I like your answer, TruthSeeker. It's a good point to make that with the Bible, there is probably a fair bit lost in the translation(s), myriad as they have been in both literal and figurative senses. It's also true that it's still powerful and has some very good things to say along with the bad. The class went really well -- I didn't have to say anything to compromise myself, a lot of the kids already knew parts of the story, and well, they're all pretty great kids.
Well, Brynn, most of the kids were at the grade 2 or 3 level with only a few at grade 4 or 5 (we had 12 in total, it was a pretty full house for the summertime). I know most of them pretty well, from previous years, and I know enough of their parents well enough to know that not everyone there would want me to do anything much beyond indoctrinating. This is a very tolerant church -- they tolerate me, for instance -- but I'm not going to overstep my boundaries. Our own daughter got the unexpurgated version plus every thought her dad and I had about it, however.

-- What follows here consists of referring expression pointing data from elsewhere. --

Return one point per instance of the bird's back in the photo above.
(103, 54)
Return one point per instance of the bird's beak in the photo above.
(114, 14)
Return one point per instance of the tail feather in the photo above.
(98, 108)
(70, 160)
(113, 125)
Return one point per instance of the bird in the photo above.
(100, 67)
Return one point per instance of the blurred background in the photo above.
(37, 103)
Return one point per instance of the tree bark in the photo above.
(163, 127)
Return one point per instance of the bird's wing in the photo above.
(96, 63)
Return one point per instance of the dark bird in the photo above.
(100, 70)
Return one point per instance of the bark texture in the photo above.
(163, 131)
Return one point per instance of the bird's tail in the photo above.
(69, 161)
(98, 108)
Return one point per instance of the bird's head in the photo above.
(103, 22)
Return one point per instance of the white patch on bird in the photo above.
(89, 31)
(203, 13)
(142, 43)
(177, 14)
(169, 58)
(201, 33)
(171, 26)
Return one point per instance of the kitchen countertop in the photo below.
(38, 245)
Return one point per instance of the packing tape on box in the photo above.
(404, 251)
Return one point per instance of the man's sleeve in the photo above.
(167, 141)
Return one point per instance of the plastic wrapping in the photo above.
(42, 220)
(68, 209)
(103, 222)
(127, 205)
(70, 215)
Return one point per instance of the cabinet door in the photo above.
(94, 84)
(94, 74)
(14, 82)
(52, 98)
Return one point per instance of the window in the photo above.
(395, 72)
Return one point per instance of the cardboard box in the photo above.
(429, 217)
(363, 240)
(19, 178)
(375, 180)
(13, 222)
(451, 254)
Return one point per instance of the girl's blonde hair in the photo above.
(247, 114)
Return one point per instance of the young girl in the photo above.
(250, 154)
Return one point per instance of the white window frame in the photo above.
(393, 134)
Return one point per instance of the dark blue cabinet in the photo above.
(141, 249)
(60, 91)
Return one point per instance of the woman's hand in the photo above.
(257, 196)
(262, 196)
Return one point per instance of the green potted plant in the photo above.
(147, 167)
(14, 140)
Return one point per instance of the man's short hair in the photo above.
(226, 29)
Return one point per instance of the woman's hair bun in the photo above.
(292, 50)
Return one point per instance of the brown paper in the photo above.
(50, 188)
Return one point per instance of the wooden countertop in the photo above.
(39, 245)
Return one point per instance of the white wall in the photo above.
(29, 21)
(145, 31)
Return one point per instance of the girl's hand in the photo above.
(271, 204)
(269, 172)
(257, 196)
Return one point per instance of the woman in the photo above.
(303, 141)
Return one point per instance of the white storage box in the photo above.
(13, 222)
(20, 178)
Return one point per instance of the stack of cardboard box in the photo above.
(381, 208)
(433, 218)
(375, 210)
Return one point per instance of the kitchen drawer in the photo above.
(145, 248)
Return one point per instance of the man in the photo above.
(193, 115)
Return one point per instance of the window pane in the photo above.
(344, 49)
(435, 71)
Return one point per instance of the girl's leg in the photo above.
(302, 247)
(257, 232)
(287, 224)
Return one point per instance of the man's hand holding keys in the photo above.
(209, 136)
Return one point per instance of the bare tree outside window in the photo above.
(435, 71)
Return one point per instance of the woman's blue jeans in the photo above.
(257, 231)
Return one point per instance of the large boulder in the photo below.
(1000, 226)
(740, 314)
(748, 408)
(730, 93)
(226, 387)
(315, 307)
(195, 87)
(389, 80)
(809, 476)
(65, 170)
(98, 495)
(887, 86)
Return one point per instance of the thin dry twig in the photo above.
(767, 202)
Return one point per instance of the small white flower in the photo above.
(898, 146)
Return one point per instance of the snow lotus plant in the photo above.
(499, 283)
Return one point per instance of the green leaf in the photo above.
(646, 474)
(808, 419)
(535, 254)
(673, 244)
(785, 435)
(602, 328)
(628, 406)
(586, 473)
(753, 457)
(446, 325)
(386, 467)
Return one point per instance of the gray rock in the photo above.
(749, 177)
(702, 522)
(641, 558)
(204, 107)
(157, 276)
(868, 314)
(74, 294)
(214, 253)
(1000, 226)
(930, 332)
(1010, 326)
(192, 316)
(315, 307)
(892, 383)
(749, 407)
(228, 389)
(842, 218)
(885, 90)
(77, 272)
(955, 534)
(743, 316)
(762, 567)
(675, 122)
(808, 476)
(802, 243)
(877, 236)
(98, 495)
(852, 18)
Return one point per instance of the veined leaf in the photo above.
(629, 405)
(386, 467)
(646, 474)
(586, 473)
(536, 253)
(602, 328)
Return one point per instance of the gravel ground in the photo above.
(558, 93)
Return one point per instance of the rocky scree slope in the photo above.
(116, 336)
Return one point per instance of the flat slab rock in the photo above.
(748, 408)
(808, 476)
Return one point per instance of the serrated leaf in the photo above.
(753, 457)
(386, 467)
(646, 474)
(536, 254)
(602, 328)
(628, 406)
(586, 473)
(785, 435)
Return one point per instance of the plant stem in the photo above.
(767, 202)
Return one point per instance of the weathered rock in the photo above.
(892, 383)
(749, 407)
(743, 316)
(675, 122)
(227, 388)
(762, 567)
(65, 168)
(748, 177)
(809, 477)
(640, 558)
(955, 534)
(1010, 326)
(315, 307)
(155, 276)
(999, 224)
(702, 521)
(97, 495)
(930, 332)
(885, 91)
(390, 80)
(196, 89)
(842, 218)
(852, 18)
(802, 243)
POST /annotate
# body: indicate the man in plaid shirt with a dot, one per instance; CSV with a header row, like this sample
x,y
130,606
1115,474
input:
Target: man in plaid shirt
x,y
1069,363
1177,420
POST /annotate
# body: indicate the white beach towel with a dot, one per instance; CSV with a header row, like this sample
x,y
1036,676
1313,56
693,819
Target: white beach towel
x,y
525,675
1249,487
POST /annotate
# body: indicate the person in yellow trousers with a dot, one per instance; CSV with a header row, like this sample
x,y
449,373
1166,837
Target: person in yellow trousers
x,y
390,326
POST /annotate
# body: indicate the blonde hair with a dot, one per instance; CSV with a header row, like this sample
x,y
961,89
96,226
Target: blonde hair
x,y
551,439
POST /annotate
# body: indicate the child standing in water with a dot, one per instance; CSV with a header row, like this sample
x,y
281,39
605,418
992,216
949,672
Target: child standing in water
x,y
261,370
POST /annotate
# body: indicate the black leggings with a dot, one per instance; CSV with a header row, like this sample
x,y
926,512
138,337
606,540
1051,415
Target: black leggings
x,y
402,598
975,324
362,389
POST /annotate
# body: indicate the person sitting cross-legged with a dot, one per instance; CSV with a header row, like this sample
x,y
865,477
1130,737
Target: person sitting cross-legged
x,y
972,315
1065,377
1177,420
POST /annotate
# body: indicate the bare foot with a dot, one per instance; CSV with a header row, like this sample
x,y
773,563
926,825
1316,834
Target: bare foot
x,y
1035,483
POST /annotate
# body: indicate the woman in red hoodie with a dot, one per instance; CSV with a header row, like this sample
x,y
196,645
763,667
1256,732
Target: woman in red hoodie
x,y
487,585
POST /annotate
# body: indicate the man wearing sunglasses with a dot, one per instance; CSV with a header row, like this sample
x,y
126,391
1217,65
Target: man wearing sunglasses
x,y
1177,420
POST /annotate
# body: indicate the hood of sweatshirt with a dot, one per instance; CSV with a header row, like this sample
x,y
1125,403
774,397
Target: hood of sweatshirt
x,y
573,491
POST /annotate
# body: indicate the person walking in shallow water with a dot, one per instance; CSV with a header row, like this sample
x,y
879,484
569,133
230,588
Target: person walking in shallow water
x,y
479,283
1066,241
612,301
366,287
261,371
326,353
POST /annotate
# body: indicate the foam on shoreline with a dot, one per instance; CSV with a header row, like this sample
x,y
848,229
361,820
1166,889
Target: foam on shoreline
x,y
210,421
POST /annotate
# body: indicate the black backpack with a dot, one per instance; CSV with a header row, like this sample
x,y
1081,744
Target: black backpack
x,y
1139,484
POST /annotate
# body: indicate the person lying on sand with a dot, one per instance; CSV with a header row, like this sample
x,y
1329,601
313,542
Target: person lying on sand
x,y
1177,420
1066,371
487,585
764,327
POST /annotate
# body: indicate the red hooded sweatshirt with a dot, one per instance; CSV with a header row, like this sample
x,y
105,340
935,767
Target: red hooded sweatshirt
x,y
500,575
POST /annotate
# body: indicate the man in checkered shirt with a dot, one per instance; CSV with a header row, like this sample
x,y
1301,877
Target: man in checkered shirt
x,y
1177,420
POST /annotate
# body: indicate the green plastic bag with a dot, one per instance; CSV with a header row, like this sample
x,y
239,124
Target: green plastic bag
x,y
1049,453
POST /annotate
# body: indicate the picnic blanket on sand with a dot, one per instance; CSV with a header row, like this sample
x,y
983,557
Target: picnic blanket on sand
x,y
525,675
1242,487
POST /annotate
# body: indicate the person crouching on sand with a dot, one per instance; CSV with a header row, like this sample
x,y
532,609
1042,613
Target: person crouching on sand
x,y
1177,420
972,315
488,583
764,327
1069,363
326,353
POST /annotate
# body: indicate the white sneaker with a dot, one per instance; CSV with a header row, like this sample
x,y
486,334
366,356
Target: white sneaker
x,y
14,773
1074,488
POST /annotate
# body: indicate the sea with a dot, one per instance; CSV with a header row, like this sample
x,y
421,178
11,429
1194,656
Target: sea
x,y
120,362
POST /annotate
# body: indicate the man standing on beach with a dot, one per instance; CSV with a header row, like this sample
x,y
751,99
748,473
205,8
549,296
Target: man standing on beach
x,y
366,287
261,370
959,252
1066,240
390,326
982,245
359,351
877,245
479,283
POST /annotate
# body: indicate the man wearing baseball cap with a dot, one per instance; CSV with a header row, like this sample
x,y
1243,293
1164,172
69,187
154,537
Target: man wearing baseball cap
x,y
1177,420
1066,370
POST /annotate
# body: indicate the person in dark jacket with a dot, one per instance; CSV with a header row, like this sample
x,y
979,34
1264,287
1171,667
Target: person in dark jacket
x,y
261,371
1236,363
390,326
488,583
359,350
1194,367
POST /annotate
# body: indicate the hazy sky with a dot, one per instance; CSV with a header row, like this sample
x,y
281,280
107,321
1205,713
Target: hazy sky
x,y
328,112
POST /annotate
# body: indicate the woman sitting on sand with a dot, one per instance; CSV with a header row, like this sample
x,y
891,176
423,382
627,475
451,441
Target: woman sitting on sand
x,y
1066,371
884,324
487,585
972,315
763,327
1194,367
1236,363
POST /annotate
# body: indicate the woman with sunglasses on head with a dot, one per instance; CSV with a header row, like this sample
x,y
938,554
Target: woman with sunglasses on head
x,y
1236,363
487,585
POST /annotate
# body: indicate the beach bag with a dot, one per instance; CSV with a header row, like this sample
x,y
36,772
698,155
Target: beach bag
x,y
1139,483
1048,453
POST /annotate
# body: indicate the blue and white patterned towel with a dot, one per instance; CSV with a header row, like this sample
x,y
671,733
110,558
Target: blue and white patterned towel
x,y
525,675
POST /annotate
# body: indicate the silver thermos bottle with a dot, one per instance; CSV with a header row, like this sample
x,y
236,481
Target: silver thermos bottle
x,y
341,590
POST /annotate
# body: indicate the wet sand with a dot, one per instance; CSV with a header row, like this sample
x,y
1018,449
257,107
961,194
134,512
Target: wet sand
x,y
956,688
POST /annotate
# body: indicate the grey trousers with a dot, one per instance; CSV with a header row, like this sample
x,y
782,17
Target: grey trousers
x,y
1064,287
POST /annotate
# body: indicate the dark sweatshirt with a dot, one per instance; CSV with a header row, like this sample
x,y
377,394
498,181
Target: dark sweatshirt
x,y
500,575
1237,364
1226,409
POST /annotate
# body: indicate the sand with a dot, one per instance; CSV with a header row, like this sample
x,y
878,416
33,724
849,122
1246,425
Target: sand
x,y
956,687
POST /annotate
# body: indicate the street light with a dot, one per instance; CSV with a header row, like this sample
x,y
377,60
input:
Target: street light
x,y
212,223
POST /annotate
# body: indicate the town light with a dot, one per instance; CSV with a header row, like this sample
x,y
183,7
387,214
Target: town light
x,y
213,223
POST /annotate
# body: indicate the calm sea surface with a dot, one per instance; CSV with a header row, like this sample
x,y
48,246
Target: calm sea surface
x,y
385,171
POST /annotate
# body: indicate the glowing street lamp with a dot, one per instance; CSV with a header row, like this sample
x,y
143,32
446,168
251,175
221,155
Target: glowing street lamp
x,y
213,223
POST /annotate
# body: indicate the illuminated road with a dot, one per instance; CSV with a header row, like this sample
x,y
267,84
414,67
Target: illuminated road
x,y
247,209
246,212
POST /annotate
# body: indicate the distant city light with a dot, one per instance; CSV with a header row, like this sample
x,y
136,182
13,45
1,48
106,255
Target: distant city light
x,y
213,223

Which brings me to the story of why I'm there. Our daughter's middle namesake was a woman of the sort that I call the True Believer -- an almost indescribably good person of Mennonite faith (the sprinklers, not the dunkers -- she married a dunker and I believe it was their only issue of argument throughout a long and happy marriage). I was given her Bible when she died suddenly, when our daughter was just a toddler. Every page was inscribed with her thoughts and reflections, some of which were quite wrenching. Reading them made me decide to honour her memory by doing what I could to explore theology (I'd long made a hobby of exploring philosophy, but had really neglected the Other Side of things) to see if doing so would make me anywhere near as integrity-filled as she had been -- and also I vowed to make sure our daughter knew something of the beliefs her great-grandmother held so dearly. We'd been married in a liberal Baptist church, so I started attending Bible study and services and taking her to Sunday school. Periodically I wonder if we should still be doing this -- usually at times when I don't have faith in anything other than my dog -- and make some effort at trying to halt this arrangement. But our daughter remains very stubborn about wanting to stay at this church. We deal with our own concerns about "indoctrination" by being very open about them. But she argues quite convincingly for her side of things, and she is a very decent little person, so it's not like I'm eager to remove any of her current influences. If nothing else, I want her to take out of this the understanding that people who hold to faith are not brainwashed or unthinking. The vast majority think about it an awful lot.
Oh yeah. And the short answer? If you've got a kid in Sunday school, you have to teach a summer session!